Additionally, many specimens (from Palawan) offered for sale had small holes bored in the carapace, indicating that some at least had been held captive as pets and tethered accordingly. Local Palawan people are known to keep these animals in water troughs for domestic pigs, as these are supposed to bring luck for the household and the pigs, although it is not known if this luck is shared by the turtles.

The unconfirmed existence of illegal trade of Palawan turtles to Borneo, Malaysia, is also a cause of concern.

==Conservation==
Although some studies into their habitats have been commenced by several Philippines academic institutions, lack of funding has prevented full study, and they must be still considered endangered, especially from collecting, until further research had been carried out.

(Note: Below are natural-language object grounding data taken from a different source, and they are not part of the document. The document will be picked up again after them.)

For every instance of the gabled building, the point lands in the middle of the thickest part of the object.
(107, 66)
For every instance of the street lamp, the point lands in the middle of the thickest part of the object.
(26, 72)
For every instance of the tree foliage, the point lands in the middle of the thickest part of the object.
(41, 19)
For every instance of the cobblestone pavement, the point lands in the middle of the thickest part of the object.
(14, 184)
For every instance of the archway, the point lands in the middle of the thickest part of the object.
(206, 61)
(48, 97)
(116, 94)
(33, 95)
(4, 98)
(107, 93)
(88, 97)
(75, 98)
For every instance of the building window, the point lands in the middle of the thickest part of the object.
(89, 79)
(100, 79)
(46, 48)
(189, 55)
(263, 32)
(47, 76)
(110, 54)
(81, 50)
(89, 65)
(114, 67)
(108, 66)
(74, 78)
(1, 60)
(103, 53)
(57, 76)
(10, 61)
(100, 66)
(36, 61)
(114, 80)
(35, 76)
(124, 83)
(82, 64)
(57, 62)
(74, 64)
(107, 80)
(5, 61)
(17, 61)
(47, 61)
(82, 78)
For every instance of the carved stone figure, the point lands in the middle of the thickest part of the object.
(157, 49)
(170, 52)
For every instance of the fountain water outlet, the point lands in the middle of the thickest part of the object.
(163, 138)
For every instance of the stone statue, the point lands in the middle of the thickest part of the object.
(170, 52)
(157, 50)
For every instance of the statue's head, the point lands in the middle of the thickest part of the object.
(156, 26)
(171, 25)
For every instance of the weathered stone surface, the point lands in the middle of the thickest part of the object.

Trade is banned internationally under the CITES convention, as well as domestically under the Philippines Wildlife Act.

Some eighteen individuals have been donated to the Malabon Zoo north of Manila.

Recent legislation in the Philippines requires pet owners and traders to register their animals with the authorities, and pay for licences to keep the more "exotic" pets. It is hoped that this may prove to reduce the collection of various endangered species, including the Philippines Pond Turtle. The entirety of the Palawan group of islands is also a nationally protected area.